In the Spotlight:
Why Amazon’s purchase of Whole Foods gave Instacart a boost
Editor’s note: Here are three Bay Area startups worth watching this week.
When Amazon purchased Whole Foods last year, some people predicted it could spell the end for Instacart, a San Francisco startup that delivers groceries that customers order online.
But Nilam Ganenthiran, the well-funded startup’s chief business officer, says the megadeal helped him. That’s because it pushed grocery stores to realize the importance of online shopping. Instacart provides an app for consumers to place orders, contracts with shoppers who pack and deliver the goods, and takes a cut of the sales. In some cases, it has deals with grocers to keep online prices the same as in-store.

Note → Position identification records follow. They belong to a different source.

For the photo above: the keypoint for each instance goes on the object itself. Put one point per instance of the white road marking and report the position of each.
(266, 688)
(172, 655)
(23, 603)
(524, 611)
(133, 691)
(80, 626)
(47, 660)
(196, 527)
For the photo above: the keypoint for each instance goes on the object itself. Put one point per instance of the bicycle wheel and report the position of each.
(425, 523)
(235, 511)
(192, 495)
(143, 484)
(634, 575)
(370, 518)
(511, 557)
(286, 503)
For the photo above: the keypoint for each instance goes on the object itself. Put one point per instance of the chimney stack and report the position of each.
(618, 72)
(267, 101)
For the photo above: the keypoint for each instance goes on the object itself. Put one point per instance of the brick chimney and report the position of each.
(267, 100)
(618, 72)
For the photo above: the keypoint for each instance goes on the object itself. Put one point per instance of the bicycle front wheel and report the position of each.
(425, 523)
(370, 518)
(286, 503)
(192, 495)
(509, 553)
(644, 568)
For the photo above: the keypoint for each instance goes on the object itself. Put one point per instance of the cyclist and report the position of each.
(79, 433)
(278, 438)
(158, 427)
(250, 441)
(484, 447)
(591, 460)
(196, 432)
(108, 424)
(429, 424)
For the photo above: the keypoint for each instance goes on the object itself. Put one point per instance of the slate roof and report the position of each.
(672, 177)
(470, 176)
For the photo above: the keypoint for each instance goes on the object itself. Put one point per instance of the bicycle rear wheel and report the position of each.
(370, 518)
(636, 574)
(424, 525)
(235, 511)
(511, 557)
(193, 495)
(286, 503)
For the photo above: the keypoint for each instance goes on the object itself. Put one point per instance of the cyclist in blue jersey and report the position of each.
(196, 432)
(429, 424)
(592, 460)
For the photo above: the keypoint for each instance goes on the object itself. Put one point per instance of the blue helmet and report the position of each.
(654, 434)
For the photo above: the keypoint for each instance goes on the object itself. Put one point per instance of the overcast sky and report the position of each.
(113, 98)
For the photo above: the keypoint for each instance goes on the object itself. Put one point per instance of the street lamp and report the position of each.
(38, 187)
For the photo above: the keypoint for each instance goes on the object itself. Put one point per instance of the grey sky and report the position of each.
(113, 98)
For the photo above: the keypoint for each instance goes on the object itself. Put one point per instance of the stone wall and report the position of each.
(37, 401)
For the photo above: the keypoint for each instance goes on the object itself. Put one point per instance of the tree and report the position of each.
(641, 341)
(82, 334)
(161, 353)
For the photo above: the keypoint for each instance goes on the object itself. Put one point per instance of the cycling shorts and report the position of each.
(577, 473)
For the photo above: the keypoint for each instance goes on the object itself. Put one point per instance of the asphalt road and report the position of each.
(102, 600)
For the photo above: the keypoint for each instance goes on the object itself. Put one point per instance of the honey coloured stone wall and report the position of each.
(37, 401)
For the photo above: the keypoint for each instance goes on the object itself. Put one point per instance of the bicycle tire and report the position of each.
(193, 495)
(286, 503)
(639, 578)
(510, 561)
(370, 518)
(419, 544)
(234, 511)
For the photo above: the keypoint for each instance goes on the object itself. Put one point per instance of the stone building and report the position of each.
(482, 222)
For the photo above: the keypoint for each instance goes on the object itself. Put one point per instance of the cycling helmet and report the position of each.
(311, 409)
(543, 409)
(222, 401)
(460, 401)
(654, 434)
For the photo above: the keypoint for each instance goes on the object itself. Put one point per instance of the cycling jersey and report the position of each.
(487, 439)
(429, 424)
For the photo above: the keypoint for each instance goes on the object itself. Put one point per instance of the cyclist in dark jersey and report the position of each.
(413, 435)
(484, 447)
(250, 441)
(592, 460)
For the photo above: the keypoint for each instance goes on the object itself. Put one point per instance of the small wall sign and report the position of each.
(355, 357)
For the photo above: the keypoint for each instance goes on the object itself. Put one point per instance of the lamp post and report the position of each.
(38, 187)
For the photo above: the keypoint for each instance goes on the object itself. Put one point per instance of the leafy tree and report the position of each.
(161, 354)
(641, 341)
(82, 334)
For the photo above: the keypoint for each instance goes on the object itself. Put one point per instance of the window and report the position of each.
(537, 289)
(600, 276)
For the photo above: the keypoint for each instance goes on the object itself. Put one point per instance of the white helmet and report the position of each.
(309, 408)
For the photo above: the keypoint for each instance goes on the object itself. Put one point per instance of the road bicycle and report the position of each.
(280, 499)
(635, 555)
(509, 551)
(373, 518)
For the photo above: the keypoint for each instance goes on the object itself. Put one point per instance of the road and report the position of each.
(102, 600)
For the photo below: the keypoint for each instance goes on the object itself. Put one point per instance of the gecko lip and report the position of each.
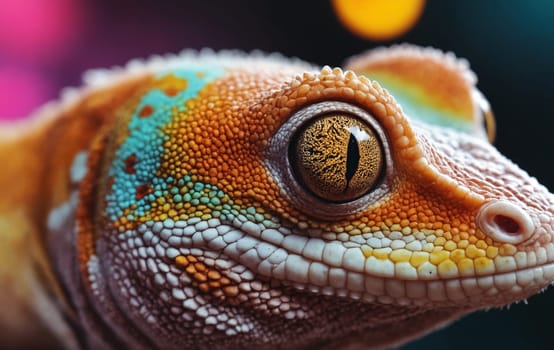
(505, 222)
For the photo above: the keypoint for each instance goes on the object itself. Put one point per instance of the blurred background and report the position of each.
(45, 45)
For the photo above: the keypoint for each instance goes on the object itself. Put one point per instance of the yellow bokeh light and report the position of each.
(378, 19)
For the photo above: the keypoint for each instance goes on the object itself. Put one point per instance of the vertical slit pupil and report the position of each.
(352, 159)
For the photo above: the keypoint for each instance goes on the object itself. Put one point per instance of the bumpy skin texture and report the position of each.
(172, 216)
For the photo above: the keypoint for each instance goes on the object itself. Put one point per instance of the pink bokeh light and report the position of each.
(21, 91)
(38, 29)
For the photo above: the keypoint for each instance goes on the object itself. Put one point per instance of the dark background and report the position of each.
(46, 45)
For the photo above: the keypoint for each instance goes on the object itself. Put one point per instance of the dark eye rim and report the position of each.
(279, 164)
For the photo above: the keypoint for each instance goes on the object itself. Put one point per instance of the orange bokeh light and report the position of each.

“It was truly a tipping point for the grocery industry,” Ganenthiran said. “We had been telling grocers that Amazon is coming and now it’s clear, Amazon is here.”
Instacart is trending on the Crunchbase startup database because it recently raised $350 million, bringing its valuation to $4.35 billion. Ganenthiran says the company will use that money to hire more staffers in engineering, product management and data science and invest in new products and services.
Instacart, founded in 2012, declined to state its annual revenue. The company also makes money by working with consumer brands and charging customers for delivery.
Funding: More than $1 billion
Grocery partners: More than 200
“It was truly a tipping point for the grocery industry. We had been telling grocers that Amazon is coming and now it’s clear, Amazon is here.”
Nilam Ganenthiran, Instacart chief business officer
Staff: About 400 employees at Instacart’s headquarters
Deal of the week
Polyvore, a technology business that let users build fashion collages, was sold to fashion retailer Ssense for an undisclosed price. Polyvore was previously owned by a subsidiary of Verizon as a result of the telecom’s $4.5 billion purchase of Yahoo’s Internet properties in 2017.
Why it matters: Yahoo bought Polyvore for around $200 million in 2015, according to tech news site Recode. It was part of former Yahoo CEO Marissa Mayer’s push to buy companies in order to bring talented people and technology to Yahoo, a strategy that had mixed results.
Verizon’s Oath subsidiary probably sold Polyvore for less than what Yahoo paid for it because it “was getting beat by Instagram and Pinterest,” said Gene Munster, a managing partner at venture firm Loup Ventures. “Something is better than nothing,” Munster said.
Backlash: After the acquisition, Ssense shut down Polyvore, and users were unhappy. Some did not like that Ssense forced them to opt out of giving their user name and email address to the new company, rather than letting them choose to move over. Ssense said that it regrets “the distress our actions have caused (in) the Polyvore community.”
Also trending
Apptimize, a San Francisco startup that helps companies test features with different groups of users in their apps, was in the news last week after BuzzFeed revealed that Apptimize could see information on Grindr user profiles, including ones that listed HIV status.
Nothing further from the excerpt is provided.